Research books for the hearthcraft book are starting to arrive, and there are more second-hand ones to order today. Except I’m currently watching my outgoing cash flow very, very closely at the moment. One of the problems with doing freelance work is that you do the work and get paid at an unspecified time later, on someone else’s schedule. It makes for a nice surprise when the cheque finally lands in the mailbox, but the watching of the mail until that point isn’t as much fun.
The Car
The good news: The car’s engine is running cool, and in no danger of overheating.
The bad news: It’s not warming up enough to open the thermostat, making driving a rather chilly experience. And if it’s like this now when temperatures are hovering around the zero mark, it’s only going to get worse. HRH has poked around at it and we thought it had been fixed, but apparently not. I seem to remember this issue last fall, but not what we did about it. Possibly a flush and refill; it may have fixed itself, if there was a bubble in the system.

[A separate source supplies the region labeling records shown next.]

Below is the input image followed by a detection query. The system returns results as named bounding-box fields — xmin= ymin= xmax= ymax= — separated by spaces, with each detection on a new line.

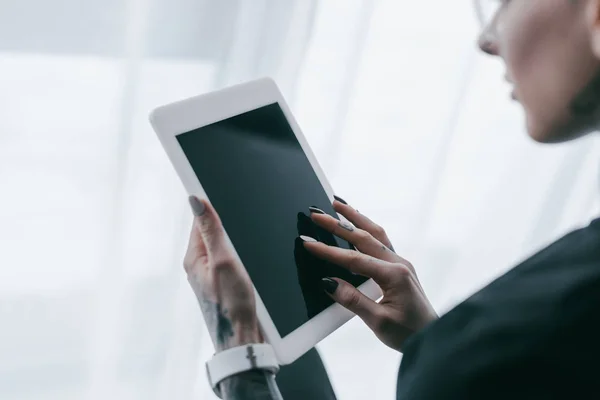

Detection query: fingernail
xmin=321 ymin=278 xmax=339 ymax=294
xmin=333 ymin=194 xmax=348 ymax=205
xmin=188 ymin=196 xmax=206 ymax=217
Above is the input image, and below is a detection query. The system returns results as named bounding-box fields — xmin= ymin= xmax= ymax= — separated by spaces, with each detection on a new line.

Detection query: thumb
xmin=321 ymin=278 xmax=380 ymax=326
xmin=189 ymin=196 xmax=226 ymax=255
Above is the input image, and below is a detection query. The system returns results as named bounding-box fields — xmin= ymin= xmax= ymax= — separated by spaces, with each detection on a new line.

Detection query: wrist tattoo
xmin=200 ymin=300 xmax=233 ymax=348
xmin=338 ymin=221 xmax=354 ymax=232
xmin=220 ymin=370 xmax=282 ymax=400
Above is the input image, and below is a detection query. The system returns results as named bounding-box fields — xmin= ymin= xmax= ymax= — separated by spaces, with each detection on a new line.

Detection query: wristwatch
xmin=206 ymin=343 xmax=279 ymax=398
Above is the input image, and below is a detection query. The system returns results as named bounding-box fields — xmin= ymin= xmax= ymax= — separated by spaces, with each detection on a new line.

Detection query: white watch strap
xmin=206 ymin=343 xmax=279 ymax=397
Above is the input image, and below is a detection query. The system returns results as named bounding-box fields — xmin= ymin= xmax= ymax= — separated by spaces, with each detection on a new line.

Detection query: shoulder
xmin=398 ymin=220 xmax=600 ymax=399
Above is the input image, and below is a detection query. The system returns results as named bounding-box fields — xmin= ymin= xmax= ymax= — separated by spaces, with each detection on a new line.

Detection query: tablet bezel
xmin=150 ymin=78 xmax=381 ymax=365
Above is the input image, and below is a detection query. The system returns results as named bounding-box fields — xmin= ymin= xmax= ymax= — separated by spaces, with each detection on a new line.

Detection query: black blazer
xmin=397 ymin=219 xmax=600 ymax=400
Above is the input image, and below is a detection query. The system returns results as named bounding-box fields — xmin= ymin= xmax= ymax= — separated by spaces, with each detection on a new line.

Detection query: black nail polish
xmin=188 ymin=196 xmax=206 ymax=217
xmin=333 ymin=194 xmax=348 ymax=205
xmin=321 ymin=278 xmax=339 ymax=294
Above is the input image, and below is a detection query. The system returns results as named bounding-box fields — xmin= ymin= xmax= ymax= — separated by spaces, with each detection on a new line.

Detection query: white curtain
xmin=0 ymin=0 xmax=600 ymax=400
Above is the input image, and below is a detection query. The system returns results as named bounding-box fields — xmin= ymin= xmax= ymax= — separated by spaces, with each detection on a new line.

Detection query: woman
xmin=184 ymin=0 xmax=600 ymax=400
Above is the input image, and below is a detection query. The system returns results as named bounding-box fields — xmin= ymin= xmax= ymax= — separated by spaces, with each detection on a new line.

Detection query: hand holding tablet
xmin=151 ymin=79 xmax=434 ymax=364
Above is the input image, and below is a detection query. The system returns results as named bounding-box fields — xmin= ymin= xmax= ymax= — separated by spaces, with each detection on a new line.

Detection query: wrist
xmin=215 ymin=323 xmax=262 ymax=352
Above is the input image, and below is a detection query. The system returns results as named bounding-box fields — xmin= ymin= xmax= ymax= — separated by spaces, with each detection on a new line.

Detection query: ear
xmin=586 ymin=0 xmax=600 ymax=60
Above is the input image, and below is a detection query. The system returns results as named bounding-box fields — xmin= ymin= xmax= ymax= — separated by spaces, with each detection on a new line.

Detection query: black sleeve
xmin=276 ymin=349 xmax=336 ymax=400
xmin=397 ymin=253 xmax=600 ymax=400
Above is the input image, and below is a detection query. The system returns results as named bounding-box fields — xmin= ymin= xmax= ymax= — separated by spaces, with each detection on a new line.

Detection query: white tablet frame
xmin=150 ymin=78 xmax=381 ymax=365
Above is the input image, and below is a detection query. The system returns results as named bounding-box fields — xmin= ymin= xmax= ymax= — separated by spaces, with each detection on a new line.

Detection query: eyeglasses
xmin=474 ymin=0 xmax=504 ymax=34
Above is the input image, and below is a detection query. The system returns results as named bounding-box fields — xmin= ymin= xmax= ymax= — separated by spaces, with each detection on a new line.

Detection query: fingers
xmin=322 ymin=278 xmax=381 ymax=327
xmin=310 ymin=208 xmax=399 ymax=262
xmin=333 ymin=197 xmax=394 ymax=251
xmin=302 ymin=237 xmax=392 ymax=284
xmin=189 ymin=196 xmax=228 ymax=261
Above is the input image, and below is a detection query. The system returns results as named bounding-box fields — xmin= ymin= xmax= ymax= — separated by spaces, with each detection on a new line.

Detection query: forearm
xmin=219 ymin=370 xmax=283 ymax=400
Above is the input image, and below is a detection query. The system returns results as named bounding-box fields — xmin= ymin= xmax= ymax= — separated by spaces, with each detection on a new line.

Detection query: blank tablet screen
xmin=177 ymin=103 xmax=367 ymax=337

There was thick frost on the back windshield this morning, and no scraper in the car. I have no idea where HRH packs them away in the summertime, and as the boy was already strapped into his seat I couldn’t go inside and dig around the garage looking for it. I used a (clean!) wooden paint stirrer that I found in the trunk instead. It was remarkably successful at it, too.
Hearthwitch book stuff today. And administration-type things.